Woodside benefitted from some fresh eyes for an ongoing project when four students from Monash University spent the summer in Perth lending their expertise.
They were part of the Monash Industry Team Initiative (MITI) which involves students working in industry in small teams to solve real problems. The team that visited Woodside took on a project to create a best in class learning culture.
As general manager project capability Neil Maxfield explains, their work was a continuation of a project launched 18 months ago. “We started with a pilot Student Action Learning Program (SALP) in the midterm of 2016 where the students mapped how we learn and proposed a roadmap to move forward,” says Neil.

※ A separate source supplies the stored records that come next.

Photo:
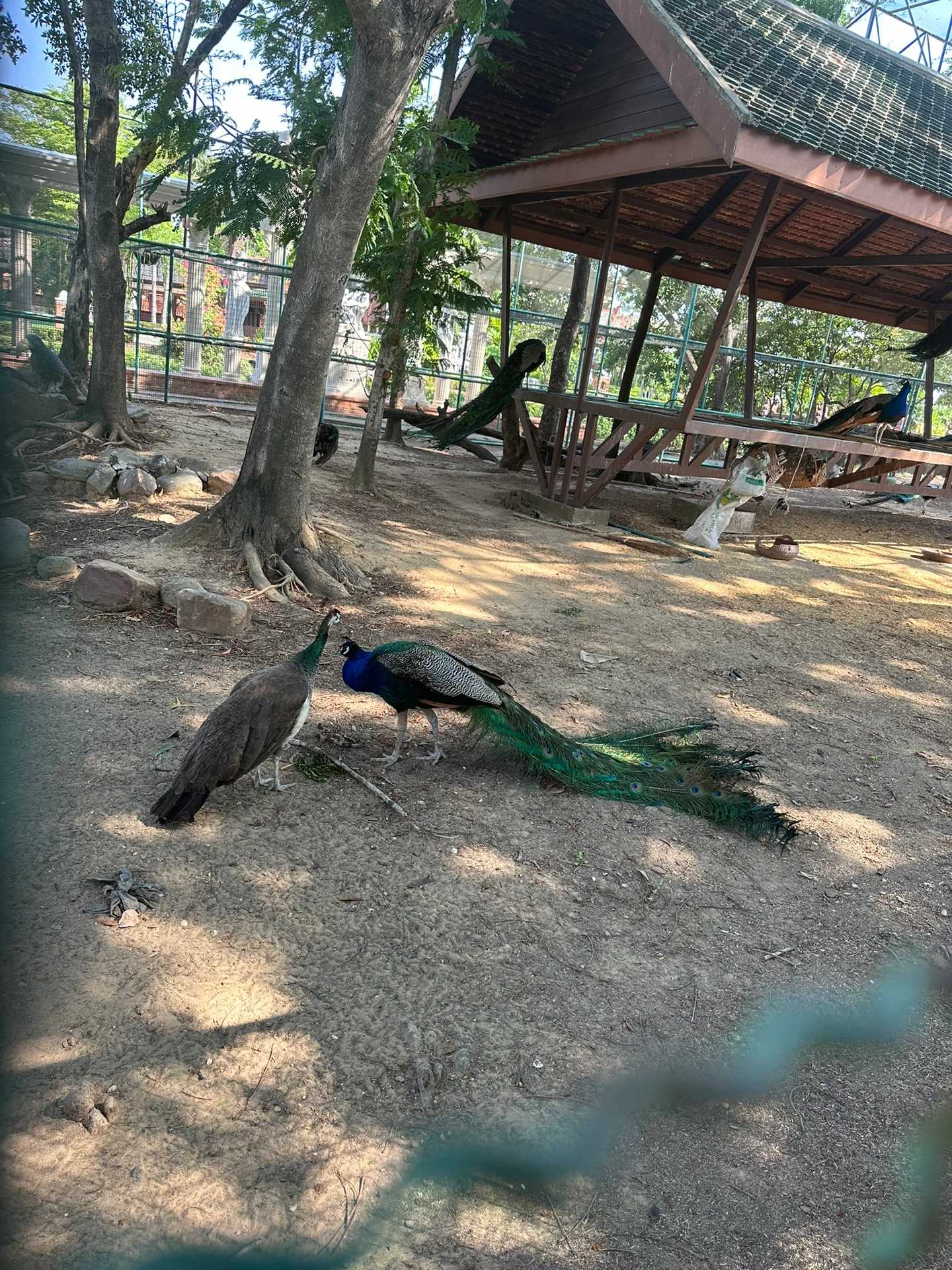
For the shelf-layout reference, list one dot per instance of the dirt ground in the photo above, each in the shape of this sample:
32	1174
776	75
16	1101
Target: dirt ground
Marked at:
323	984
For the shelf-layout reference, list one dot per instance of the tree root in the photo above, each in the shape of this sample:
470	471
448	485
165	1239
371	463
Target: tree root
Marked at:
313	577
307	566
118	435
201	529
272	591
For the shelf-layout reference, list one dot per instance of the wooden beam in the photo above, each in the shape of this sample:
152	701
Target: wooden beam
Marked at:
565	240
852	185
730	298
844	248
673	148
589	353
857	262
750	360
808	439
637	339
717	254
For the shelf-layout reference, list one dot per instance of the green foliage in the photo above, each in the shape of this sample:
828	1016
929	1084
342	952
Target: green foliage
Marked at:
11	44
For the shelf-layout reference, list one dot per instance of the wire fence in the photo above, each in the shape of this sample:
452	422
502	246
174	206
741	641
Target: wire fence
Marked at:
201	327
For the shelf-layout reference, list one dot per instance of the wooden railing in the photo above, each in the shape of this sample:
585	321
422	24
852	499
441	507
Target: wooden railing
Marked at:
579	464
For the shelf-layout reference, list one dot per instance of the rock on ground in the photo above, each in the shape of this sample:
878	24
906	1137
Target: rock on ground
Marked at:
196	465
71	469
175	586
112	588
211	614
160	465
221	482
100	482
182	483
56	567
135	483
15	544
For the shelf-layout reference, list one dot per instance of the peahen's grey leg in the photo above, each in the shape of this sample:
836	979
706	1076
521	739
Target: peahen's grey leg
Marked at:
270	783
401	732
277	786
434	728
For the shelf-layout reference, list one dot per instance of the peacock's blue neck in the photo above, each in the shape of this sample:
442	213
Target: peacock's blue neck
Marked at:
358	672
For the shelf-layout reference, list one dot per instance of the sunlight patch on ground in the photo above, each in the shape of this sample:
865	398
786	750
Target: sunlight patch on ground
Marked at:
481	859
867	683
673	859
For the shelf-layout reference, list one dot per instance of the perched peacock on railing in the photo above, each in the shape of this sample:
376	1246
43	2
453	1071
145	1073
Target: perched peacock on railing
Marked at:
658	765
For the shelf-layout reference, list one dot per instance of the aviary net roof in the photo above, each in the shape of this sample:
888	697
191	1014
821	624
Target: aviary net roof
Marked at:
813	83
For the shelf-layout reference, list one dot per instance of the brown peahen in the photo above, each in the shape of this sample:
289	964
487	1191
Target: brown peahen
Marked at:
263	713
656	765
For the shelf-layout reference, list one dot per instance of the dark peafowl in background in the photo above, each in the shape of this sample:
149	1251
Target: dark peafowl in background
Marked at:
881	409
659	765
936	343
808	469
484	408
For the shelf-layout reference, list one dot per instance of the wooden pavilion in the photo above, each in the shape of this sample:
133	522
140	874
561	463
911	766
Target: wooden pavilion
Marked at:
742	144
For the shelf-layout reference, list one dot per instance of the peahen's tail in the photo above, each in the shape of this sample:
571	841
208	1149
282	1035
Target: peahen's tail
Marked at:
662	765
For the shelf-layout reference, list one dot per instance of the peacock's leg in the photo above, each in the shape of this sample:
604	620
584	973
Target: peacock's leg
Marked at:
434	728
401	732
277	786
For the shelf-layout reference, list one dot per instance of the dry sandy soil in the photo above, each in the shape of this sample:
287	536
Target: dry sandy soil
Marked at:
323	984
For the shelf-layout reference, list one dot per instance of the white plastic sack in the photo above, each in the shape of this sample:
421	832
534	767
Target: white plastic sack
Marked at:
748	480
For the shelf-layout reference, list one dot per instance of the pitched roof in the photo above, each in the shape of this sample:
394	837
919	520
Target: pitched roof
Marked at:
810	81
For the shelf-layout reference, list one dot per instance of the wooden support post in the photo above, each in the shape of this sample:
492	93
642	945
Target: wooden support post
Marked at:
588	357
730	298
507	286
750	361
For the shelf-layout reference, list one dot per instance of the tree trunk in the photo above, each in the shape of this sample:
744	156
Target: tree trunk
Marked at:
268	508
394	431
106	404
74	349
561	356
390	349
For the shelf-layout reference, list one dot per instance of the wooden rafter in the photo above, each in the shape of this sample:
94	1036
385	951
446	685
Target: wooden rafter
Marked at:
844	248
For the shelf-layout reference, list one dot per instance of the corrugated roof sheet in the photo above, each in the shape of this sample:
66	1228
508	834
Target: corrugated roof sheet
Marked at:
807	80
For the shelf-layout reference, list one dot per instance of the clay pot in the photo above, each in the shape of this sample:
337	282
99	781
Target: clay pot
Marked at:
781	549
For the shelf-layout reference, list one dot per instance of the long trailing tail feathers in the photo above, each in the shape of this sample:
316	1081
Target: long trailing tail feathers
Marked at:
656	766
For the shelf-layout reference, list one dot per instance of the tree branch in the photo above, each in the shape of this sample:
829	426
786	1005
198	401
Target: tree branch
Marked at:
79	106
132	167
143	222
210	41
186	37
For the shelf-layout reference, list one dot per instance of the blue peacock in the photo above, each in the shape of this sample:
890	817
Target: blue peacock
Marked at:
658	765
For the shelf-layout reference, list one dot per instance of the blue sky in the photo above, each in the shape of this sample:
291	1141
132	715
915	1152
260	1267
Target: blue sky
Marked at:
34	71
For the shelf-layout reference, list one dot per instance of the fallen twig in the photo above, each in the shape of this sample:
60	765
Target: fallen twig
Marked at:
555	1213
375	789
259	1080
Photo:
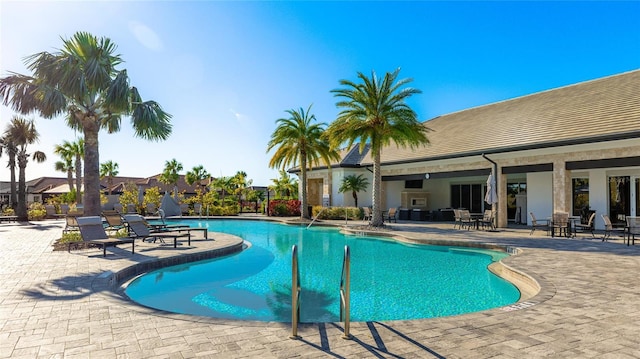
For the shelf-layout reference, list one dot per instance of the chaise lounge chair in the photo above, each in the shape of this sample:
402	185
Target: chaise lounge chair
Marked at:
391	215
139	229
114	220
92	231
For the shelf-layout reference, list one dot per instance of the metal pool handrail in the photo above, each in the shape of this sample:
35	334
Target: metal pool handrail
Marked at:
345	292
295	293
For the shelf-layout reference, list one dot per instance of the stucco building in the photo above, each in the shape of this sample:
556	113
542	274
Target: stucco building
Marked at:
558	150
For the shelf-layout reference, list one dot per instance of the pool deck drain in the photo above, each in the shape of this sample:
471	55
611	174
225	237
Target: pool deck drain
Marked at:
55	304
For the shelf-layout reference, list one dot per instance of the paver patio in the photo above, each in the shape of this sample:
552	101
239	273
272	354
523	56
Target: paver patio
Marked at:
57	304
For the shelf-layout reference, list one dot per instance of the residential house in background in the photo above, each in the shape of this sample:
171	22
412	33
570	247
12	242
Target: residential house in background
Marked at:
565	149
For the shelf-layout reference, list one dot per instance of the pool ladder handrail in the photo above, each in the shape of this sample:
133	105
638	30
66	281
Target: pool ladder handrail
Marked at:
345	292
295	293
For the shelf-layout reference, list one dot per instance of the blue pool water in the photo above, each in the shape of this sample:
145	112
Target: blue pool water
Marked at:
389	280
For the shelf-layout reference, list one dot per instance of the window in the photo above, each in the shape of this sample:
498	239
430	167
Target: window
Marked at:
413	184
580	190
514	188
619	198
467	196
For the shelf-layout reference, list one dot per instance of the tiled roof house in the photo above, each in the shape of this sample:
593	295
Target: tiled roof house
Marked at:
556	150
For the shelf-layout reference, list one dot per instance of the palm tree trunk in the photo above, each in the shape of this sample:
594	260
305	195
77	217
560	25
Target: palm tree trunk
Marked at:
14	191
304	211
376	219
91	169
70	179
79	179
21	212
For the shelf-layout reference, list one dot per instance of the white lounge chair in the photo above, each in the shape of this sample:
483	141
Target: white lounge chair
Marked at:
92	231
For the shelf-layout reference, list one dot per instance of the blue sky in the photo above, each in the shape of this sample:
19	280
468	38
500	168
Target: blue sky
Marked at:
227	71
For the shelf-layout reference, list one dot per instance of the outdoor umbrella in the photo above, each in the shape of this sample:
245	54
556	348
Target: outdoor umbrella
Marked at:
491	197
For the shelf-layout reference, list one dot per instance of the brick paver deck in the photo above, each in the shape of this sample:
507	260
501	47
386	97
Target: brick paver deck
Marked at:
58	304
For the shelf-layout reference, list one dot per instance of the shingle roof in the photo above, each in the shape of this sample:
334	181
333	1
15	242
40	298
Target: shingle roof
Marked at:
597	110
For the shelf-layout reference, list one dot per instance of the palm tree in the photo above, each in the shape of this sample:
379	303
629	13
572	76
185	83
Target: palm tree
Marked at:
73	150
354	184
171	175
196	176
66	166
374	112
23	133
299	142
222	184
240	184
81	81
7	145
285	186
109	169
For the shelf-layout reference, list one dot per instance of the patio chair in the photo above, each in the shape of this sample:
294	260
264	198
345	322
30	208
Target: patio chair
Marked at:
131	208
114	220
151	209
139	229
560	222
633	228
538	223
589	226
367	214
487	220
164	226
466	220
457	219
71	224
92	231
51	212
391	215
609	228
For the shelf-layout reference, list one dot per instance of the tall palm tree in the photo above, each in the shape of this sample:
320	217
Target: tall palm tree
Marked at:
299	142
7	145
171	175
196	176
109	169
374	112
23	133
354	184
82	82
73	150
222	184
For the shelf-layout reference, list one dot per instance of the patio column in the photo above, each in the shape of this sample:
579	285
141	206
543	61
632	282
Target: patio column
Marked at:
561	187
501	183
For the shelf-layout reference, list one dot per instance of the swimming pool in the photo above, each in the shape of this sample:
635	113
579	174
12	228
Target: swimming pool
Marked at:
389	280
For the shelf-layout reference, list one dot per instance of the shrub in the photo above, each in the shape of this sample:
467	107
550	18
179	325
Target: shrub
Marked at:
352	213
284	207
36	212
70	237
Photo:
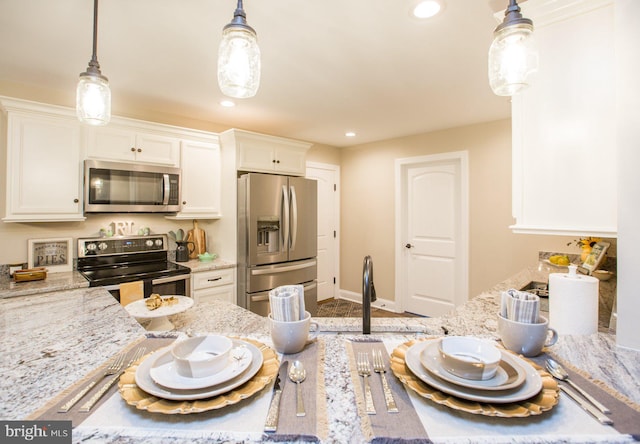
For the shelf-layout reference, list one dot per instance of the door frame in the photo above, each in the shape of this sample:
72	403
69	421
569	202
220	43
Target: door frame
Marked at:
336	212
401	167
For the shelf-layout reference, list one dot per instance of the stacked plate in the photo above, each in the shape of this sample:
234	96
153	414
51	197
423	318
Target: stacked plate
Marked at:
157	375
515	380
155	385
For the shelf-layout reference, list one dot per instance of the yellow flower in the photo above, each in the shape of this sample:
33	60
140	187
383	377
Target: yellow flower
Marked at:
585	241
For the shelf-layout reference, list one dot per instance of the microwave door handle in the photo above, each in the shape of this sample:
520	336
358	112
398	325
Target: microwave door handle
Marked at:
285	217
166	189
294	218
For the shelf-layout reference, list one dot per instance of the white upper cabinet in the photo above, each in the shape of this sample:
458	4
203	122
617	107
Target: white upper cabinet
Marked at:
564	136
267	154
43	163
200	162
133	141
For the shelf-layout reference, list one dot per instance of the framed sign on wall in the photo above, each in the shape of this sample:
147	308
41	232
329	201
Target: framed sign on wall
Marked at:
54	254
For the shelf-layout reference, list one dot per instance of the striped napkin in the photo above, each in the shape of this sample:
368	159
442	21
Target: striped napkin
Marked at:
520	306
287	303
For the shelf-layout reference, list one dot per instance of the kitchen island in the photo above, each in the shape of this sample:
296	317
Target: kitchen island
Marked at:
52	340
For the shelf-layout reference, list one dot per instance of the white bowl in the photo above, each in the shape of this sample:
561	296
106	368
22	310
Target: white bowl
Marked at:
468	357
201	356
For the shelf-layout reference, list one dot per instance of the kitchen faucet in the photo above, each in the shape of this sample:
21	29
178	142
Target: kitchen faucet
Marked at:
368	294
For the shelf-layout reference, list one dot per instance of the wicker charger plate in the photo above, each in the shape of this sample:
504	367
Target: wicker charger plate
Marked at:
135	396
543	401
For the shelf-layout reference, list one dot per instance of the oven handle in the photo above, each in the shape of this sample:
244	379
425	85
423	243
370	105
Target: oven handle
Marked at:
153	282
179	277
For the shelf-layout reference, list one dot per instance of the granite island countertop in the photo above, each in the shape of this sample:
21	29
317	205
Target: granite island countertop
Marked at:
52	340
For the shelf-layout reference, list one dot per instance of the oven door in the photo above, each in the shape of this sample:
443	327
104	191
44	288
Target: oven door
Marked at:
166	286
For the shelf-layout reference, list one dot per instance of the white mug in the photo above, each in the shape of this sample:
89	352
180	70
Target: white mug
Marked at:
524	338
292	336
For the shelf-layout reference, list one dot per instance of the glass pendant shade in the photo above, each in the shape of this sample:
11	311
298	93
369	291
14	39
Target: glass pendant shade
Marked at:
93	99
513	57
239	62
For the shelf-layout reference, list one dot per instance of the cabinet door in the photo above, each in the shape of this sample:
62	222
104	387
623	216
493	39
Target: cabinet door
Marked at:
125	143
156	148
44	179
252	157
200	163
564	155
111	143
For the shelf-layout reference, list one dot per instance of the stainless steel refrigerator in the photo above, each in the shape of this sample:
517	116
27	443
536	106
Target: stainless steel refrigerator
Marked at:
277	238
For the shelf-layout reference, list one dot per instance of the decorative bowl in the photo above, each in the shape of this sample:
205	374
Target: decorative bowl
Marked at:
468	357
201	356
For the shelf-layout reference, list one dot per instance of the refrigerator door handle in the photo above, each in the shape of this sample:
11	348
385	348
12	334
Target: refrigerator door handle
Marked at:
294	218
263	271
285	217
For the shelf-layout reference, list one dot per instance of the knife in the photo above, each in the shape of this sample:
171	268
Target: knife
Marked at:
586	406
272	415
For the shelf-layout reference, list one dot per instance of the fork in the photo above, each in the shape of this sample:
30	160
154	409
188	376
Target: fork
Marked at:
364	370
107	385
378	367
112	369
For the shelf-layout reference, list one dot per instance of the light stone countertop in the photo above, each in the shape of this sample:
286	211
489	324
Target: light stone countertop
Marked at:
67	280
54	339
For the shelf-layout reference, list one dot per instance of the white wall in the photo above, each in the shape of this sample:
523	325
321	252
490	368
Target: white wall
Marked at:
628	72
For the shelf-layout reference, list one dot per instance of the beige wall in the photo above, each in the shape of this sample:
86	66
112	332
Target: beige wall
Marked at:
368	204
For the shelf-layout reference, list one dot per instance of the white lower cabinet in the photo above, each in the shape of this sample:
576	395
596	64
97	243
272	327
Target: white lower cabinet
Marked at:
215	284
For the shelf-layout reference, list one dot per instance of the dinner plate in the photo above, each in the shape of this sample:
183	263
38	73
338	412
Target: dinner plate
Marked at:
509	374
530	387
164	370
146	383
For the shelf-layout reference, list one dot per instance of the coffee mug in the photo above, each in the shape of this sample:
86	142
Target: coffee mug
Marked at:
292	336
526	339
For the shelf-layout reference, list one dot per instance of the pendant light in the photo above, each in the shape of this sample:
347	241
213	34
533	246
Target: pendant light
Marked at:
239	58
513	55
93	96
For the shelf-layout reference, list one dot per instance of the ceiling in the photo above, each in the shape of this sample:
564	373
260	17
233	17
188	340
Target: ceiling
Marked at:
328	66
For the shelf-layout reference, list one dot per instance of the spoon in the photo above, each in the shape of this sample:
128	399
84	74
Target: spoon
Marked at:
558	372
297	374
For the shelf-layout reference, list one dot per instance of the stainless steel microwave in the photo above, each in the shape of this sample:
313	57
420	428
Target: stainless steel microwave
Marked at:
114	187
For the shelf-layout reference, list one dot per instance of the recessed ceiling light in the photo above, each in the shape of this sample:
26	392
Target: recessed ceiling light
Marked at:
427	8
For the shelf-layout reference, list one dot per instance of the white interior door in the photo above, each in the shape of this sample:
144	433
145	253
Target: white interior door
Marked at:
432	233
328	177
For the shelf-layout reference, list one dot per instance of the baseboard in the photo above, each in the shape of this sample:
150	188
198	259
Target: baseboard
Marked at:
384	304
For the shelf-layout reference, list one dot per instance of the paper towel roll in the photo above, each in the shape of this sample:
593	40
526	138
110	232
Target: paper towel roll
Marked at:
573	303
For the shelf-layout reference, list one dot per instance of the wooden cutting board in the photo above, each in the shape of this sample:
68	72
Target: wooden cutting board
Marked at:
199	239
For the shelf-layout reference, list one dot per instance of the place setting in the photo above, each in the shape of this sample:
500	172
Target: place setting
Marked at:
479	376
198	374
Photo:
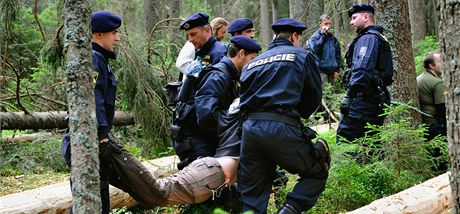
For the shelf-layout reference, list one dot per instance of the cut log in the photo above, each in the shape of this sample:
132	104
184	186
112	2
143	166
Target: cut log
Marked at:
57	198
432	196
49	120
26	137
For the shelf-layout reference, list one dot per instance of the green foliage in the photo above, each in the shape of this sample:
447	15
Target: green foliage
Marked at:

Nicole Magill from People and Global Capability then suggested this was an opportunity to engage the Monash MITI program. “Nicole saw the value that could be gained beyond the Woodside Future Lab-sponsored Innovation Centre and engaging students directly through MITI,” says Neil.
The inaugural MITI students implemented the roadmap during the summer of 2016/2017 which included canvasing support across the Project delivery functions. “They identified best practice in the Subsea and Pipelines (SS&PL) function where Lewis Kemp and Karl Woods were applying lessons learnt so they engaged SS&PL to pilot a streamlined procedure suitable for use across the business,” Neil says.
Projects graduates Jonathan Ng and David Moyle took the output from the MITI team and published the new procedure in 2017 including a further trial by the SS&PL team. This summer, the diverse MITI team helped Woodside move closer to realising a learning culture across Developments and associated project delivery functions, including Engineering, Projects, SS&PL and Contracts and Procurement.
Vikram Singh, studying for his masters in business information systems at Monash, was one of the cross-discipline project team along with Prateek Jain, an undergraduate in civil engineering, Grace Shaw (arts and law), and Taiqing Zhang, known as Ken, undertaking a masters in IT.
Vikram says knowledge capture and knowledge transfer is not yet occurring at the optimum level. “So we’re building a knowledge depository learning base which captures the journeys of the learning for new people and other people in the team,” he says.
Neil says the key output of the 2017/2018 team has been to create a communication plan focused on realising the short, medium and long-term journey to a learning culture and a best in class learning organisation.“This plan was supported by Suzie Cracknell from employee engagement, and Jonathan and David, who undertook the supervision of the team,” he adds.
The journey is not yet done and the graduates who will replace David and Jonathan this year will continue to drive the learning culture journey through bringing the communication plan to life over the next 10 months. Neil notes the MITI team would not have been able to create the potential value they have without support and involvement of the functions, particularly SS&PL.
The MITI team presented their work to Woodside managers at the end of the program and outlined their own personal learning journey. They thanked Woodside and the MITI program for the opportunity to help to solve a significant business problem. Grace remarked: “I have now realised a passion for communications and the value of learning lessons thanks to the Monash MITI program and Woodside.”